The homunculi seemed to sense the Warlock’s presence, and they were crowding at the glass near him.
“Looks like the kids are hungry,” he said, and pushed aside his robe so he could get into the pocket of his black jeans. He pulled out a steel penknife and a purple healing crystal, then lifted the covers of the aquaria, drew the blade across his palm, and squeezed thick drops of blood into the water. The homunculi jostled one another to drink the Warlock’s blood.
“They like yogurt, too,” he said as he sealed the wound on his hand with the crystal. “But they like my blood best.”

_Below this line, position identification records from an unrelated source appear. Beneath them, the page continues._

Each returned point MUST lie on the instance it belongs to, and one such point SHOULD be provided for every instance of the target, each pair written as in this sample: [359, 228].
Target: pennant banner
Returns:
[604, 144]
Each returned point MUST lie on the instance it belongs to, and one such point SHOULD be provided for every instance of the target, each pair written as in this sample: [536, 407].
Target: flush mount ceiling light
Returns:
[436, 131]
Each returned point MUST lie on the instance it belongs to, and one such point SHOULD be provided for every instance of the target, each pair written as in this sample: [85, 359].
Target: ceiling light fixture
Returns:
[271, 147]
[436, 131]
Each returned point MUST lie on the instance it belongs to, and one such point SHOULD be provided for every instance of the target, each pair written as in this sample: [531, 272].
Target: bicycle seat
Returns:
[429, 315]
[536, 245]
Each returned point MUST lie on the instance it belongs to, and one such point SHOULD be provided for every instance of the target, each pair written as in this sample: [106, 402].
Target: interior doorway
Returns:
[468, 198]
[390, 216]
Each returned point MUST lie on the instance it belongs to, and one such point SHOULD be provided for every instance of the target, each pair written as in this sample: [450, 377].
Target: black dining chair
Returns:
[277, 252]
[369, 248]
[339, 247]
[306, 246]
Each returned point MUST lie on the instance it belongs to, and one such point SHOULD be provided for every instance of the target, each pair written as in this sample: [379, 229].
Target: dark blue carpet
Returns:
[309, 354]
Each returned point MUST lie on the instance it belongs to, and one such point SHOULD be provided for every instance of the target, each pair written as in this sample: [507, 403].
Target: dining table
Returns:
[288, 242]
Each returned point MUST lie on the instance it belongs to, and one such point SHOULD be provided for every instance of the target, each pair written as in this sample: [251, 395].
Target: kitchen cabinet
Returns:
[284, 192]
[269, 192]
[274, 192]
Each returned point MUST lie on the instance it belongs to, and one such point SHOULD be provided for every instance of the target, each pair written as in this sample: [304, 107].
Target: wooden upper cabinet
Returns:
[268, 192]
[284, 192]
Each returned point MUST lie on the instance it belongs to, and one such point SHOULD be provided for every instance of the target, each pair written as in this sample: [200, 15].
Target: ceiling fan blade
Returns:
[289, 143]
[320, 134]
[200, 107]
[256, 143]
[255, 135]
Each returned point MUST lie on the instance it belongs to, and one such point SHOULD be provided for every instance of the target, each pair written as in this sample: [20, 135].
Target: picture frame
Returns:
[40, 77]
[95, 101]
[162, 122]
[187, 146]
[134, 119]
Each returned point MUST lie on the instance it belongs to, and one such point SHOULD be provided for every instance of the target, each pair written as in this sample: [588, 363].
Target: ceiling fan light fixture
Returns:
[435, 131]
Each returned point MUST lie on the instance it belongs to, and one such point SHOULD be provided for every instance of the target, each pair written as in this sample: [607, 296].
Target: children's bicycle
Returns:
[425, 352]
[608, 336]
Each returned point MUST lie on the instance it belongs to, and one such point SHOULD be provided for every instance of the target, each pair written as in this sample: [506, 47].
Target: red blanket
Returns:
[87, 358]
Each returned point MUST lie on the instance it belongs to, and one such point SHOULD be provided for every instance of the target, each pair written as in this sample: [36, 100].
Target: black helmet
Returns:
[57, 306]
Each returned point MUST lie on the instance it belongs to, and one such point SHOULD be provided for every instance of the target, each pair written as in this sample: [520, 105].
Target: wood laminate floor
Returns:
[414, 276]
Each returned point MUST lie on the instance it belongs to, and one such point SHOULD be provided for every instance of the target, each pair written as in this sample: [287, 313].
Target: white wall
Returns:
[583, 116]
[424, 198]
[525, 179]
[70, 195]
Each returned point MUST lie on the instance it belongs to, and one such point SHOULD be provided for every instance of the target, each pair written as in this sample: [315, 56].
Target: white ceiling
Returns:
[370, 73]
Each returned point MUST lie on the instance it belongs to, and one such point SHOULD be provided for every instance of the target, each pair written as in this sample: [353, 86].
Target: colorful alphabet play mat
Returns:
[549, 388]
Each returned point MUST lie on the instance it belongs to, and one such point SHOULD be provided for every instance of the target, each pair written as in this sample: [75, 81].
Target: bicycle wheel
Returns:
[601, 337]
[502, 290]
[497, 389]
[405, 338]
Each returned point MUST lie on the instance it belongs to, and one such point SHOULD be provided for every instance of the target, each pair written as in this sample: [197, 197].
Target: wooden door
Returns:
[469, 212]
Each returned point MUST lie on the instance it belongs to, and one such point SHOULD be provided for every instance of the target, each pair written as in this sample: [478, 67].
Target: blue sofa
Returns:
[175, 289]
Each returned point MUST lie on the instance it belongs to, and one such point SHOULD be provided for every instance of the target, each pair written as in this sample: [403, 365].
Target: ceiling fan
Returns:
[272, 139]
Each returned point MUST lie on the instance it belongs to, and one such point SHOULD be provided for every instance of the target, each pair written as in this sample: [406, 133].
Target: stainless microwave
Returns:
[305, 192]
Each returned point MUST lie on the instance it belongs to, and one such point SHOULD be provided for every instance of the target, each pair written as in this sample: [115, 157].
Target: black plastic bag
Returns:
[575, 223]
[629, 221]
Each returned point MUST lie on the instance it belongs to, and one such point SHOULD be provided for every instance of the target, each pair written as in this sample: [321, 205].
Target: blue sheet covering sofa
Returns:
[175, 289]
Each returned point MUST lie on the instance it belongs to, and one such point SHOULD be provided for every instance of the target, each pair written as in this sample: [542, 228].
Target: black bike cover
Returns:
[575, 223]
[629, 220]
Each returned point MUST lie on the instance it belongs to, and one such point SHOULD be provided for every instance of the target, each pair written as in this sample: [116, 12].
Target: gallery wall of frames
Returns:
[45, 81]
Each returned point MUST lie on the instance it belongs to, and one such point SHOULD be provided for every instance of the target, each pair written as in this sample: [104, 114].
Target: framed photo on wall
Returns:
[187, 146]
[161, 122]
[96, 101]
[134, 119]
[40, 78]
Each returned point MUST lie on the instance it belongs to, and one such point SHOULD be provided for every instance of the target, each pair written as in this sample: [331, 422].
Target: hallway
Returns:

“So you’re planning to use some of them in a sacrifice ritual?”
“If
I have to. I don’t
want
to, understand that.” He turned to face me. “They won’t take Opal’s blood anymore; they’re
my
kids. I don’t know how long they’d last on yogurt and river weed. If
I
die, a lot of them are- gonna die, too.”
Manic Mechanic
The Warlock led me and Pal down to the basement garage. Opal, a tall, attractive, whip-thin woman with a shock of short bleached white hair, was hunched over the silver Land Rover’s huge engine. She wore a grubby blue mechanic’s jumpsuit and was smoking a clove cigarette and muttering a steady stream of automotive obscenities. I had often thought that if the Warlock and Opal were alcoholic beverages, the Warlock would be a smooth but strong stout-and-cider Snakebite and Opal would be a shot of Strawberry Surprise—the surprise being that the high-proof drink contained pure mouth- torturing capsaicin and not the slightest bit of strawberry, despite its pretty pink appearance.
I didn’t doubt that they loved each other, in their way. But their open relationship got so volatile at times that I’d asked the Warlock on one of our Panda Inn evenings how he and Opal had managed to share space for so long. He’d given me and the rest of the bar a long, drunken, pornographic oratory. Apparently Opal fucked like a mink in heat and as far as the Warlock was concerned, any amount of her crazy, caustic behavior paled in comparison.